A commento del brano evangelico di oggi (Lc 20,27-38: in polemica con i sadducei, che non credevano nella risurrezione, Gesù afferma la verità della continuità della vita dopo la morte, perché «Dio non è dei morti, ma dei viventi!») ascoltiamo qualche stralcio di una interessantissima intervista al Cardinale Giacomo Biffi sull’aldilà.

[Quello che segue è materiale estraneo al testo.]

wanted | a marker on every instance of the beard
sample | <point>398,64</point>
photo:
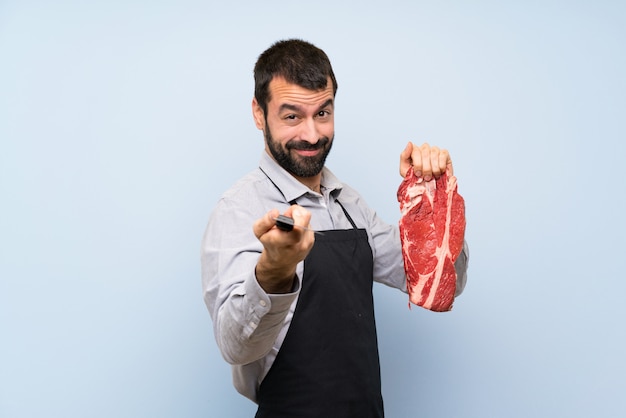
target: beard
<point>295,164</point>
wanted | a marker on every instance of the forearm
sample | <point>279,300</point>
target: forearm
<point>248,321</point>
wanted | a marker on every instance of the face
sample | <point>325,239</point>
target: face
<point>298,126</point>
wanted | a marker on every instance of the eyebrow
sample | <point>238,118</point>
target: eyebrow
<point>296,108</point>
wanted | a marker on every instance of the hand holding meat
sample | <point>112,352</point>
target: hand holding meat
<point>282,250</point>
<point>427,161</point>
<point>432,227</point>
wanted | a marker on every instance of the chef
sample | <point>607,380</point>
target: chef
<point>290,253</point>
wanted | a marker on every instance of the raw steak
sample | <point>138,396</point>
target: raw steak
<point>432,229</point>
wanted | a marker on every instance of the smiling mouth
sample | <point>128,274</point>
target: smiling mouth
<point>307,153</point>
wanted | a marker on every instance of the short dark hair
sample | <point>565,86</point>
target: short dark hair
<point>298,62</point>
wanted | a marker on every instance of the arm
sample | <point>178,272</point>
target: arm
<point>246,317</point>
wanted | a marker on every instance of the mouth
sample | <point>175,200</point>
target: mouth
<point>307,153</point>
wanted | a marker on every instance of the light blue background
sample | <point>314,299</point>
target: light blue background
<point>121,123</point>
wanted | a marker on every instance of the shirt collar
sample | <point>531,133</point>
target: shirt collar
<point>291,188</point>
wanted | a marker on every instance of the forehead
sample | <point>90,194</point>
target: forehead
<point>283,92</point>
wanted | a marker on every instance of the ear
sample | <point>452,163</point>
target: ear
<point>258,115</point>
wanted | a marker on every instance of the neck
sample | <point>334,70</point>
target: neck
<point>313,183</point>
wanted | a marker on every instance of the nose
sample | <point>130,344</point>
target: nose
<point>308,131</point>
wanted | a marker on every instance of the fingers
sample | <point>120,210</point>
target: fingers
<point>405,159</point>
<point>266,225</point>
<point>427,161</point>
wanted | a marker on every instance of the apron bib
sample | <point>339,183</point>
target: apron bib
<point>328,363</point>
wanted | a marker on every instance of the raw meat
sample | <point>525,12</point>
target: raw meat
<point>432,229</point>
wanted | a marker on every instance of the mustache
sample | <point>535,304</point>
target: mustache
<point>307,146</point>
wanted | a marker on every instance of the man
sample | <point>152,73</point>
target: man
<point>292,310</point>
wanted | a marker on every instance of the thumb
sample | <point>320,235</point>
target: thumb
<point>300,216</point>
<point>405,159</point>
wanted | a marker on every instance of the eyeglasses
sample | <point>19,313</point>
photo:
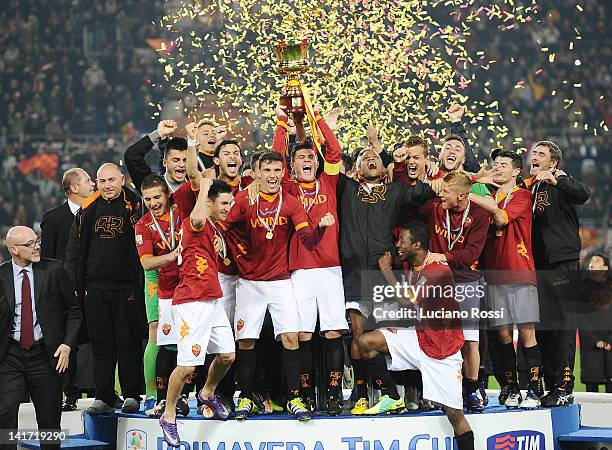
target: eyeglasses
<point>30,244</point>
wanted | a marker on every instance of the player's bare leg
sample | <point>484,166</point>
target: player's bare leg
<point>373,345</point>
<point>307,370</point>
<point>334,363</point>
<point>359,369</point>
<point>471,364</point>
<point>463,432</point>
<point>217,370</point>
<point>291,369</point>
<point>245,372</point>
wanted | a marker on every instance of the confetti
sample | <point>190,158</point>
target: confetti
<point>397,64</point>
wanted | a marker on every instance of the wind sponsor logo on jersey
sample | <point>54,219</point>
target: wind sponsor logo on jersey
<point>441,231</point>
<point>310,201</point>
<point>517,440</point>
<point>256,223</point>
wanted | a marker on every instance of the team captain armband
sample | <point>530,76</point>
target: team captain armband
<point>299,226</point>
<point>505,214</point>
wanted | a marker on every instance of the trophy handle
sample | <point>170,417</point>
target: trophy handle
<point>292,98</point>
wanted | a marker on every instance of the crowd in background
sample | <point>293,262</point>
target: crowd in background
<point>76,79</point>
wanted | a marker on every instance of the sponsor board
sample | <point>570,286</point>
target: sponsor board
<point>497,431</point>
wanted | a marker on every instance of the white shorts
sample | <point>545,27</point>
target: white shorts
<point>166,331</point>
<point>364,307</point>
<point>228,287</point>
<point>203,328</point>
<point>320,291</point>
<point>441,377</point>
<point>253,298</point>
<point>469,302</point>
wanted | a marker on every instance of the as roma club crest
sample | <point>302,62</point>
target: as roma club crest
<point>195,349</point>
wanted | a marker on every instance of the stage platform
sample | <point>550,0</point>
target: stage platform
<point>495,429</point>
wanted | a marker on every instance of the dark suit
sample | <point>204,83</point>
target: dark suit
<point>59,318</point>
<point>55,229</point>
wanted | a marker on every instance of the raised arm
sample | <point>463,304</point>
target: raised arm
<point>455,113</point>
<point>572,190</point>
<point>135,154</point>
<point>192,156</point>
<point>200,211</point>
<point>332,155</point>
<point>488,203</point>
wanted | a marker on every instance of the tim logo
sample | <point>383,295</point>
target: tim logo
<point>541,201</point>
<point>136,440</point>
<point>108,226</point>
<point>517,440</point>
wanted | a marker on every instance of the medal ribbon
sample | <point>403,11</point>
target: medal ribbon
<point>263,222</point>
<point>217,233</point>
<point>303,194</point>
<point>448,228</point>
<point>169,183</point>
<point>314,128</point>
<point>161,232</point>
<point>534,191</point>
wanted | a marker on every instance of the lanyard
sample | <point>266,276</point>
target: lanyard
<point>303,195</point>
<point>452,243</point>
<point>270,233</point>
<point>508,197</point>
<point>419,273</point>
<point>169,183</point>
<point>161,232</point>
<point>534,191</point>
<point>226,260</point>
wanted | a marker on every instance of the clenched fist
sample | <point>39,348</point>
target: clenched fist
<point>326,221</point>
<point>191,130</point>
<point>166,128</point>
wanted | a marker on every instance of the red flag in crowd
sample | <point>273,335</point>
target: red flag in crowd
<point>45,163</point>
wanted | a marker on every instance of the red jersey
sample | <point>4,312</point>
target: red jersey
<point>185,198</point>
<point>507,257</point>
<point>199,279</point>
<point>318,198</point>
<point>150,243</point>
<point>257,257</point>
<point>468,243</point>
<point>438,337</point>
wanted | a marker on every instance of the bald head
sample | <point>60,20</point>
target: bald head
<point>23,245</point>
<point>110,180</point>
<point>77,185</point>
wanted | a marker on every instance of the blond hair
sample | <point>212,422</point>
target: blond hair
<point>459,178</point>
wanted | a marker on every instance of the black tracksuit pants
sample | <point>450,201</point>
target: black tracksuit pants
<point>115,333</point>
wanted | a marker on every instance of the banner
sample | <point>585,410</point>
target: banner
<point>520,430</point>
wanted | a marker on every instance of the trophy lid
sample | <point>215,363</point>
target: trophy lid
<point>292,56</point>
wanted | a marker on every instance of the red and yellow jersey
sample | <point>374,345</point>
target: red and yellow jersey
<point>150,243</point>
<point>508,258</point>
<point>185,198</point>
<point>198,265</point>
<point>439,337</point>
<point>468,243</point>
<point>318,198</point>
<point>257,257</point>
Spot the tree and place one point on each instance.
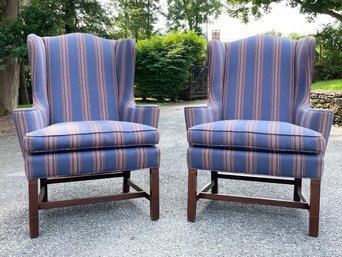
(10, 66)
(245, 9)
(328, 62)
(136, 18)
(163, 64)
(191, 14)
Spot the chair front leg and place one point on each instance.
(315, 190)
(214, 179)
(154, 193)
(43, 186)
(297, 186)
(192, 194)
(127, 175)
(33, 208)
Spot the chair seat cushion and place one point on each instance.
(256, 135)
(90, 135)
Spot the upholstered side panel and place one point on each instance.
(259, 79)
(82, 83)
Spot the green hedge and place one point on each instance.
(163, 64)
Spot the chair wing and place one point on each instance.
(29, 119)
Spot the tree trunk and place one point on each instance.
(9, 86)
(9, 77)
(23, 94)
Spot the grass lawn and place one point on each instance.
(327, 85)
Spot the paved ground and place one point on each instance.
(125, 229)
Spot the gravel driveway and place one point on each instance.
(125, 229)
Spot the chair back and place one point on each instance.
(260, 77)
(87, 77)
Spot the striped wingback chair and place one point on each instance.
(84, 123)
(258, 122)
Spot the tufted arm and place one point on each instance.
(148, 115)
(319, 120)
(27, 120)
(200, 114)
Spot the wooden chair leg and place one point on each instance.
(33, 208)
(154, 193)
(315, 190)
(192, 194)
(297, 186)
(214, 179)
(127, 175)
(43, 186)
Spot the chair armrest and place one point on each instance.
(143, 114)
(27, 120)
(319, 120)
(200, 114)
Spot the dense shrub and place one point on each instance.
(163, 64)
(329, 53)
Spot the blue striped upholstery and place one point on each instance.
(258, 119)
(257, 162)
(89, 135)
(78, 163)
(84, 118)
(257, 135)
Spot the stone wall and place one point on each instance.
(328, 100)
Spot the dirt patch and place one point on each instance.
(6, 125)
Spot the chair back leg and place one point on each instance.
(33, 208)
(192, 194)
(154, 194)
(126, 177)
(315, 188)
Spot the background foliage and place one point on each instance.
(163, 64)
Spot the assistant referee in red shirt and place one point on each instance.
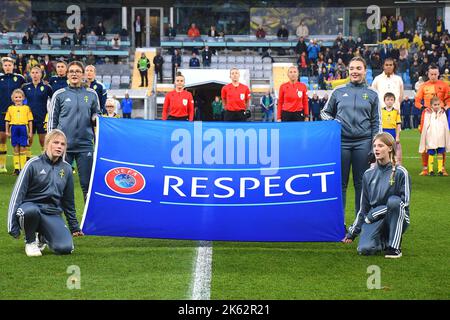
(293, 99)
(179, 103)
(235, 98)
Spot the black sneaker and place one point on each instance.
(392, 253)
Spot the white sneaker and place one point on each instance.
(40, 241)
(32, 250)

Con la morte finisce tutto?

Il problema è molto interessante, drammatico e inevitabile, perché i casi sono due: con la morte o si va a finire nel niente o si va a finire nella vita eterna. Le altre soluzioni sono forzatamente provvisorie. Io so già che tra qualche anno o andrò a finire nel niente o andrò a finire nella vita eterna. Ma se andrò a finire nel niente, io vivo già adesso per niente; cioè, se l’approdo dell’esistenza è il niente, anche la sostanza dell’esistenza è il niente, e questa è un’assurdità. Che qualcosa debba venire dal niente solo per tornare nel niente, è una contraddizione.

Che cosa succede di noi un istante dopo la nostra morte?

Io so quello che mi è stato detto da chi è venuto dall’altra parte. Vede, il dramma del problema escatologico è che esso è inevitabile; tutti lo sentono, ma nessuno viene da là a qui. Nessuno, tranne uno, che è Gesú Cristo. Io so quello che mi ha detto lui. Mi stupisce molto quando trovo della gente che su queste cose parla a titolo personale, secondo le proprie idee. Io credo che il principio di Wittgenstein – “di ciò di cui non si può parlare si deve tacere” – valga soprattutto per questo tipo di problemi. Io so quello che mi ha detto Gesú Cristo: Gesú mi ha detto che al di là c’è subito lui, cioè lui è l’approdo dell’esistenza umana.

Il corpo è lí: se ne può fare qualsiasi cosa o c’è un trattamento particolare consigliato in vista del giudizio universale? Voglio dire, può essere inumato, incenerito…?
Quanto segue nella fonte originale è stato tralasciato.